Mais plusieurs personnes considèrent que chacun doit être généreux et assumer au moins en partie la responsabilité du bien-être et de la satisfaction des autres. Pour ces personnes, la solitude existentielle est inacceptable et révoltante, tout comme les situations où elle s’exprime clairement. La compétition-combat fait évidemment partie de ces réalités qu’il faut dénoncer vigoureusement.

Et ce déni se manifeste chez les individus par des choix qui se veulent éthiques. Mais on l’observe également dans les groupes restreints (famille, groupe d’amis, gang de rue, entreprise) et dans les collectivités plus larges (incluant la culture propre à un pays ou une région). Le fait que le déni soit partagé par un plus grand nombre de personnes n’en change pas la fonction ou la pertinence. Il ne fait que rendre plus difficile la confrontation nécessaire à une solution plus saine de l’impasse existentielle.
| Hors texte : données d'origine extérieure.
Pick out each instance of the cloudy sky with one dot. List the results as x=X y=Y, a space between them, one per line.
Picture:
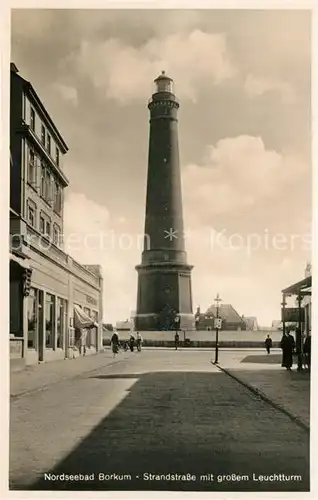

La fin de cette série permettra de développer plus clairement des points comme le précédent car elle portera plus directement sur les formes malsaines de compétition, donc sur les évitements les plus fréquents. Les lecteurs que ces idées choquent seront-ils encore présents pour en prendre connaissance?

J’espère qu’ils persisteront malgré tout car j’ai réellement l’impression d’écrire ici des choses particulièrement importantes. Elles peuvent être révoltantes ou provocantes, mais elles méritent, je crois, au moins autant de réflexion que celles que je propose dans mes autres articles.